A debate is raging among allies of Hillary Clinton over what to do about Syria, a hot spot for terrorism that is likely to be a foreign policy problem for the next president.
Clinton, the former secretary of State and current presumptive Democratic presidential nominee, has advocated for a more assertive military U.S. posture in the country, but not all of her foreign policy advisers agree, raising questions about what path she would take if she were to win the White House.
{mosads}Away from the commotion of the campaign, several prominent Clinton advisers are making their views known.
Michèle Flournoy, who is considered a top candidate to be Clinton’s Defense secretary, over the weekend called the Obama administration’s policy on Syria’s civil war “a mistake.”
“The United States has assumed that this problem is not as important and has heretofore avoided involvement except for pursuing diplomatic negotiations. That’s a mistake,” she and co-author Ilan Goldenberg, a senior fellow at the Center for a New American Security (CNAS), wrote in The Washington Post.
Flournoy, who is now at CNAS, called for exploring limited military options such as missiles and other long-range weapons to deter Syrian President Bashar al-Assad and his ally, Russia, from bombing civilians and moderate rebels. She also put forward that argument in an interview last month to Defense One.
Other Clinton advisers disagree with that approach, including Phil Gordon of the Council on Foreign Relations, a former Obama administration official.
Last month, Gordon published a paper recommending the administration drop its demand that Assad leave Syria as part of a negotiated political transition. He also advocated that position during a roundtable with reporters in May.
The Clinton campaign has stressed that the breadth and diversity of viewpoints among its advisers is an advantage of its foreign policy network.
“There’s a big debate that’s going on among Syria watchers both in government and outside government,” former U.S. Ambassador to Syria Robert Ford told The Hill in a phone interview.
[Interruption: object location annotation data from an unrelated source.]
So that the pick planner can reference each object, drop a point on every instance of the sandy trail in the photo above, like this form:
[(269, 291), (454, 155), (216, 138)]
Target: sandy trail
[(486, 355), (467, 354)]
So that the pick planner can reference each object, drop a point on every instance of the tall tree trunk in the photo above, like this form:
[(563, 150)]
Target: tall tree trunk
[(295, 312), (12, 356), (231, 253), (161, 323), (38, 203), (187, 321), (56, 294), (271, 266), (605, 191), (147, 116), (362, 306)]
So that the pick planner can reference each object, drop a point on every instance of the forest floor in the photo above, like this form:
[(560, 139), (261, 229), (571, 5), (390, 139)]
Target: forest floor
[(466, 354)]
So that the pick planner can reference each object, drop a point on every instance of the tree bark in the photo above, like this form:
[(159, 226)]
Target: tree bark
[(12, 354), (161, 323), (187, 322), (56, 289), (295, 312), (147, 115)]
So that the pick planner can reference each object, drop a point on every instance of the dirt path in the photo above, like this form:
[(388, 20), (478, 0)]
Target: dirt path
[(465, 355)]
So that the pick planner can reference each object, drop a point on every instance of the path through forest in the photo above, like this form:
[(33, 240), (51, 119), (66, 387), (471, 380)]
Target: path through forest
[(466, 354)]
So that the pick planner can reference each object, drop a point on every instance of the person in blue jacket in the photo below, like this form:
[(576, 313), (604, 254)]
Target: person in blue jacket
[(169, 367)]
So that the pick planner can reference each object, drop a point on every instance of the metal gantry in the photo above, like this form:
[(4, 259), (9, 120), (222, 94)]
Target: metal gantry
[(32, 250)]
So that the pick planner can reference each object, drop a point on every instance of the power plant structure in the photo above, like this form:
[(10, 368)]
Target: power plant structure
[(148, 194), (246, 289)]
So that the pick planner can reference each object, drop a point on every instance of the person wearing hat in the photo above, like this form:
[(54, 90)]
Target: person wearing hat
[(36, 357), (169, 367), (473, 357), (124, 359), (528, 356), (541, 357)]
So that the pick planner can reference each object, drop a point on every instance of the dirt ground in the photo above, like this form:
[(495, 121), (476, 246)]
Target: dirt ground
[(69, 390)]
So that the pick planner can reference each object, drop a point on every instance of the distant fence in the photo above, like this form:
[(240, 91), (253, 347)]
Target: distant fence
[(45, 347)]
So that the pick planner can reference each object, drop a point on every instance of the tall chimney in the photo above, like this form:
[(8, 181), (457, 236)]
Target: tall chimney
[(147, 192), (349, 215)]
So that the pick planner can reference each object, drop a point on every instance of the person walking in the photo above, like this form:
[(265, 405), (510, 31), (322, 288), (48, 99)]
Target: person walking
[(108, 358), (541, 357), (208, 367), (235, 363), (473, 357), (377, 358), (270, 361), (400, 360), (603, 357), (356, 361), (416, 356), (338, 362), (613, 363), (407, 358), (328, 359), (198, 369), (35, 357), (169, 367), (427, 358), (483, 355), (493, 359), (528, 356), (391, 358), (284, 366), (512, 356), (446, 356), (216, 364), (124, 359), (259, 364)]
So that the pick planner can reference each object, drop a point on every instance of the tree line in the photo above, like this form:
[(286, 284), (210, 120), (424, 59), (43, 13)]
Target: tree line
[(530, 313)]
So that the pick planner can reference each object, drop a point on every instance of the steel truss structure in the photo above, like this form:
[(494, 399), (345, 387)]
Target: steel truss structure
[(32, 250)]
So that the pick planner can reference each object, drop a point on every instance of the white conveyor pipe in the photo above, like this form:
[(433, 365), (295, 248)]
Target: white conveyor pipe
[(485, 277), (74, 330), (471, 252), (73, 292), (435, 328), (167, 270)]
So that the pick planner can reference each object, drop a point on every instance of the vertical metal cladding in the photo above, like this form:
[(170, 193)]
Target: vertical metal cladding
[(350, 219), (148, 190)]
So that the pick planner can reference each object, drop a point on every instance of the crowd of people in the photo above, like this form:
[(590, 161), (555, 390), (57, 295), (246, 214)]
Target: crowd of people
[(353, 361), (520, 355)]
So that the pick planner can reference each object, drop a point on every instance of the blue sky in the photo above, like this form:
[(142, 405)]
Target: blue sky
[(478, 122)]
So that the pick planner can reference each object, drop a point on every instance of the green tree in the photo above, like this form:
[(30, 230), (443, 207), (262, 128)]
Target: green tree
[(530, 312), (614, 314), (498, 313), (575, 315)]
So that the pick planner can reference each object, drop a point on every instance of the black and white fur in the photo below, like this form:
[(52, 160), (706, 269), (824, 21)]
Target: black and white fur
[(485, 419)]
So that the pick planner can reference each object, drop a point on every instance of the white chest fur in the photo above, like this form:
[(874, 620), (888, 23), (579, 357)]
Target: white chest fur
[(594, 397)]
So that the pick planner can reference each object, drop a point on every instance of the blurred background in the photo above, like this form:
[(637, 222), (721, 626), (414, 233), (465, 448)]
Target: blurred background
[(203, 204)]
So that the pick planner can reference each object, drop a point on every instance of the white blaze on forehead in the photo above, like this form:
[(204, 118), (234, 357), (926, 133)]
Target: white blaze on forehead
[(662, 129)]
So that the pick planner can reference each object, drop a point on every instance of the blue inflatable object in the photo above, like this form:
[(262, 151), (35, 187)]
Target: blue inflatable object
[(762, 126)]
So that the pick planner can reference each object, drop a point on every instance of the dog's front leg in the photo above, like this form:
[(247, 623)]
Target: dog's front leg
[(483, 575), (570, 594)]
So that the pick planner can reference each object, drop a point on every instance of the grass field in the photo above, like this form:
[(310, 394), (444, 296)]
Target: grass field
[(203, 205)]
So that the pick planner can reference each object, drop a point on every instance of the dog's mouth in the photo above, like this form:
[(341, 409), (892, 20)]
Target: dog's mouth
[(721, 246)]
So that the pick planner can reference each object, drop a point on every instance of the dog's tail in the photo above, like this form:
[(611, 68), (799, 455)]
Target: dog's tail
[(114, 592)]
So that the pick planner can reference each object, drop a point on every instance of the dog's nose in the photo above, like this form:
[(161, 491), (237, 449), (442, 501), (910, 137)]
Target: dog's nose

He said one of the central disagreements among experts is whether Assad will ever negotiate. Some believe he will never come to the table, which would make increased U.S. military pressure futile.
Others, including Ford, believe that while military pressure might lead to escalation in the short term, it would ultimately make Russia and Iran more inclined to negotiate.
Last month, 51 State Department officials submitted a dissent cable on the Obama administration’s policy, arguing for the use of limited military strikes if Assad continues to bomb civilians in violation of a cessation of hostilities.
Some of the dissenters said they hoped the cable would strengthen the arguments of Clinton advisers like Flournoy. Tamara Cofman Wittes, a senior fellow at the Brookings Institution, is among the advisers to Clinton who are supportive of the dissent cable, according to a source close to the signatories.
Wittes and Ford will have an opportunity to expand upon their views during a fundraiser being held by young foreign policy professionals for Clinton this Thursday in Washington, D.C.
As secretary of State, Clinton supported training and equipping rebels against Assad early in the civil war, before the emergence of the Islamic State in Iraq and Syria. She also backed President Obama’s declaration in August 2012 of a red line for using military force should Assad use chemical weapons, according to Ford.
Clinton, however, had left the State Department before Assad launched a major chemical weapons attack in 2013.
Ford said after the outbreak of the civil war that Obama officials discussed a no-fly zone in Syria, but no one inside the government was strongly pushing for it. Instead, officials opted for a negotiated settlement. Toward that end, Clinton negotiated with Russian foreign minister Sergey Lavrov in June 2012, which resulted in the Geneva Communiqué.
On the campaign trail, Clinton has called for establishing a no-fly zone in Syria, which would likely entail U.S. military aircraft patrolling the skies and possibly taking out Syrian and Russian aircraft.
Ambassador Frederic C. Hof, Obama’s former special adviser for transition in Syria, said it is hard to tell where Clinton will end up.
“I would suspect that Secretary Clinton will not allow much in the way of differences to emerge between her and President Obama,” he said. “What this will probably translate into is no great critiques of Syria policy coming out of the Clinton campaign.”
Hof said he expects Clinton’s Syria policy to be different from Obama’s but added she could, “depending on the advice of her advisers, depending on her own judgment, end up in the same place, in terms of actions taken and not taken.”
He added: “I think because she is experienced in foreign affairs, Secretary Clinton will listen a lot more to advisers. … Real experience in this case means understanding first of all that you don’t know everything.
“It means that you have to be positively curious about the different points of views out there in your interagency system. I suspect that Secretary Clinton would bring that to the table.”